Je ne nierais pas l’importance du fait qu’avec un projet public vous avez aussi beaucoup plus de visibilité, vous arrivez ainsi à toucher bien plus de gens. Dans les deux cas, cela demande énormément de concentration. Mais, en réalité, avec un projet public, c’est une £uvre unique. Vous pouvez souvent être plus créatif, car vous ne devez pas sans cesse vous demander s’il sera possible de le reproduire en série, même si, alors, vous êtes limité par le budget qui vous est alloué. Mais ces limites techniques ou financières sont plutôt une bonne chose. C’est tellement grisant de les accepter !

Vous parlez souvent de lumière masculine et de lumière féminine. Comment percevez-vous les différences ?

Peut-être que c’est un gros cliché, car souvent dans la vie, les femmes sont bien plus directes que les hommes et savent aussi très bien ce qu’elles veulent. Mais une lumière douce et conciliante évoque pour moi la féminité. Un faisceau droit et décidé m’apparaît plus masculin. J’essaie toujours de mélanger les deux.

Qu’est-ce qui vous inspire le plus : la nature ou les créations humaines.

Un immeuble ou une sculpture m’amènera à quelque chose de plus formel, de plus réfléchi. La nature va me suggérer l’humeur de la lumière. J’aime beaucoup le bruit et le mouvement des feuilles d’arbres dans le vent.
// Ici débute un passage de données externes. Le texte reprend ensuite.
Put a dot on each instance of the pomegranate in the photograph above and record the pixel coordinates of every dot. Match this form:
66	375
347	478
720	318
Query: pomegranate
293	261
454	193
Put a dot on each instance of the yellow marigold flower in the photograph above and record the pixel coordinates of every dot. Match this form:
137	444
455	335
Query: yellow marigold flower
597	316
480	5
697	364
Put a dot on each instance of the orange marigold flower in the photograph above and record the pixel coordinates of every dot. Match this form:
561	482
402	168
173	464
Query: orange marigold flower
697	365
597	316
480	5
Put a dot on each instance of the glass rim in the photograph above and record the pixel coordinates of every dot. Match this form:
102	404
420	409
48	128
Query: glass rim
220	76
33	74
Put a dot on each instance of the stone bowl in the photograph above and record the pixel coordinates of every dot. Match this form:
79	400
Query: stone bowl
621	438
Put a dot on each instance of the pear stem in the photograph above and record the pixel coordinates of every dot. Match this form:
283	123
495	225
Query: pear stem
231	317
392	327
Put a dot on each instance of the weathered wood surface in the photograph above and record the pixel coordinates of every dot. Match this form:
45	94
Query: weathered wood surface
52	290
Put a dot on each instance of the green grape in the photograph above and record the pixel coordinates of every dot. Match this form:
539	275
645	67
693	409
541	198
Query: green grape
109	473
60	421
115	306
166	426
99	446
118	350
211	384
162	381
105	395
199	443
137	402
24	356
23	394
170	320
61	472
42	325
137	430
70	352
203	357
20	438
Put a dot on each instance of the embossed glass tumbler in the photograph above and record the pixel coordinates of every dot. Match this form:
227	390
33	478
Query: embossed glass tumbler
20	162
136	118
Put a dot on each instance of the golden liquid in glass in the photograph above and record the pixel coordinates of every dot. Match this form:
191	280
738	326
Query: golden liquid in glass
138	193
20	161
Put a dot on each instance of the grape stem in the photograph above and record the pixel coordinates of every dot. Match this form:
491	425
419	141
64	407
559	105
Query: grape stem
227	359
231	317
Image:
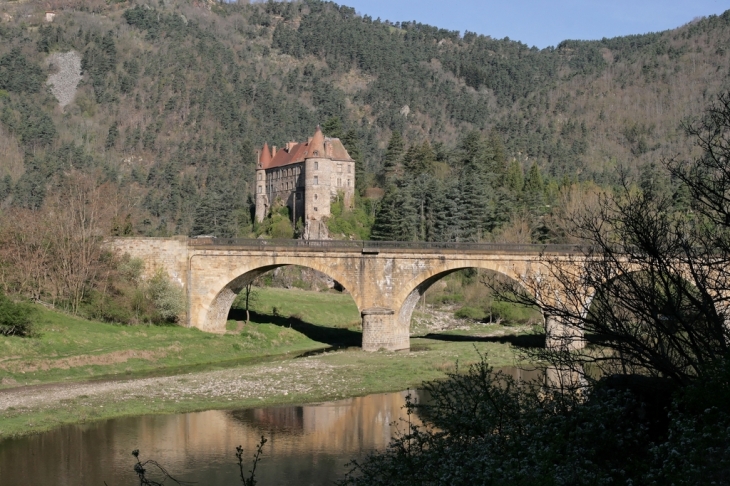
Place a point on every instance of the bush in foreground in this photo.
(16, 319)
(484, 428)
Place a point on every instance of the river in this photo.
(307, 445)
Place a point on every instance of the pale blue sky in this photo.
(541, 22)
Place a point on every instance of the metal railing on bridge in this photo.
(378, 246)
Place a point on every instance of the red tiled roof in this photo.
(330, 148)
(265, 157)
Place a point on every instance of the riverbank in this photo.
(196, 371)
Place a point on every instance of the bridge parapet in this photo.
(383, 246)
(385, 279)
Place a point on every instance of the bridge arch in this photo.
(416, 287)
(209, 309)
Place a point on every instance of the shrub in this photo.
(168, 298)
(16, 319)
(467, 312)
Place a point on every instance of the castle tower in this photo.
(317, 189)
(262, 199)
(306, 177)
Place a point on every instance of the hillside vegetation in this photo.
(175, 96)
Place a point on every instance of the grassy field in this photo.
(166, 359)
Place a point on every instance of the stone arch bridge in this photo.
(385, 279)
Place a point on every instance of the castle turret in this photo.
(262, 199)
(317, 187)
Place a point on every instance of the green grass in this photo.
(330, 309)
(72, 349)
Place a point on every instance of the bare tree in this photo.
(651, 292)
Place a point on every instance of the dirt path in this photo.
(260, 381)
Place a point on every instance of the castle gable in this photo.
(294, 153)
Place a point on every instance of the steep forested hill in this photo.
(175, 96)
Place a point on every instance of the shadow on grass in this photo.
(520, 341)
(333, 336)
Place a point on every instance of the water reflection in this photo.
(307, 444)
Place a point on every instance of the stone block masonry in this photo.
(386, 283)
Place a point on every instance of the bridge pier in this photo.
(381, 330)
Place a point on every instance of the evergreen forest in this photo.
(457, 136)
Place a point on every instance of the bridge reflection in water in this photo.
(307, 444)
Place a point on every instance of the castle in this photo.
(305, 177)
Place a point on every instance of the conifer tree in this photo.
(393, 156)
(333, 128)
(534, 189)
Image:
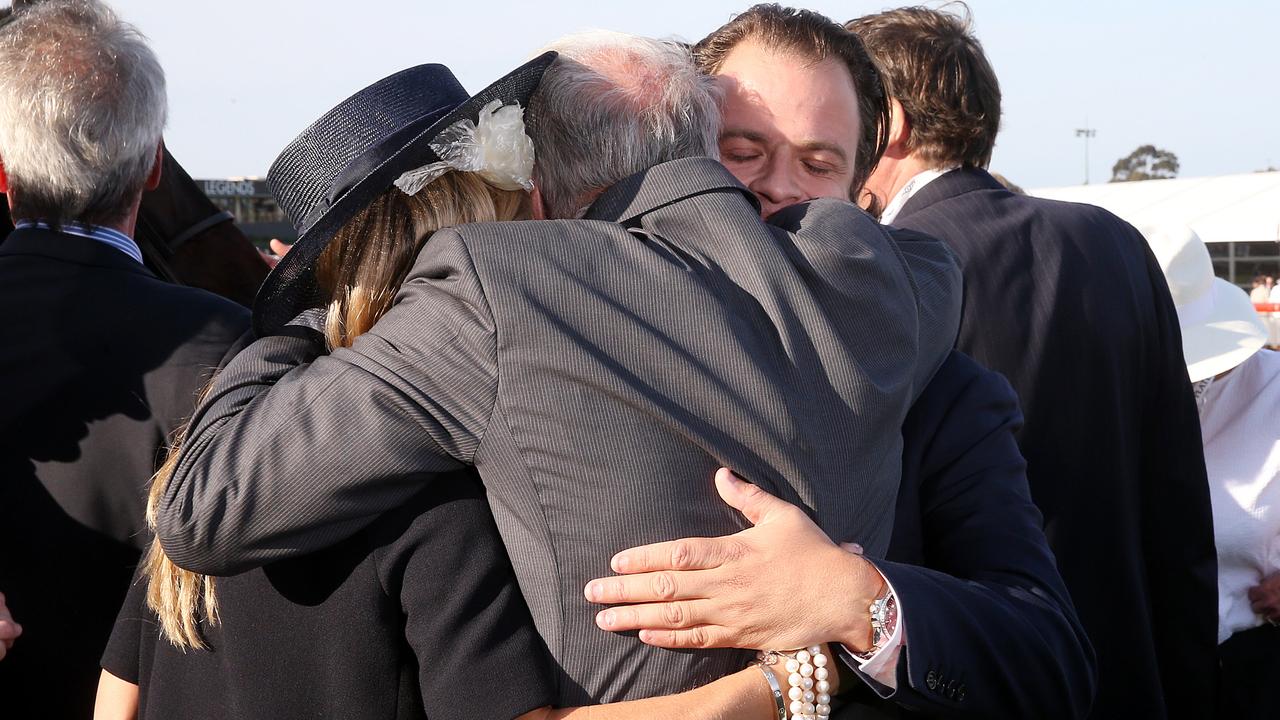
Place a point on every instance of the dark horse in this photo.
(187, 240)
Une sensation qui a inspiré l’éclairage de la boutique londonienne d’Issey Miyake. C’est comme un nuage de 3 000 petites feuilles argentées mises en mouvement par un ventilateur. La lumière vient aussi de l’extérieur mais elle change par hasard, un mot que j’aime beaucoup utiliser en français.

Que ressentez-vous, lorsque, sur un projet de l’envergure de l’Atomium, vous  » allumez la lumière  » pour la première fois ?

Jusqu’à cet ultime moment, je suis sous haute tension. J’ai toujours un sentiment d’incertitude. Et jusqu’à un certain point, c’est une bonne chose car vous ne pouvez pas le combattre. Et puis vient cet instant magique. Je regarde les gens autour de moi. La tension disparaît. Pour laisser place aux larmes d’émotions, parfois.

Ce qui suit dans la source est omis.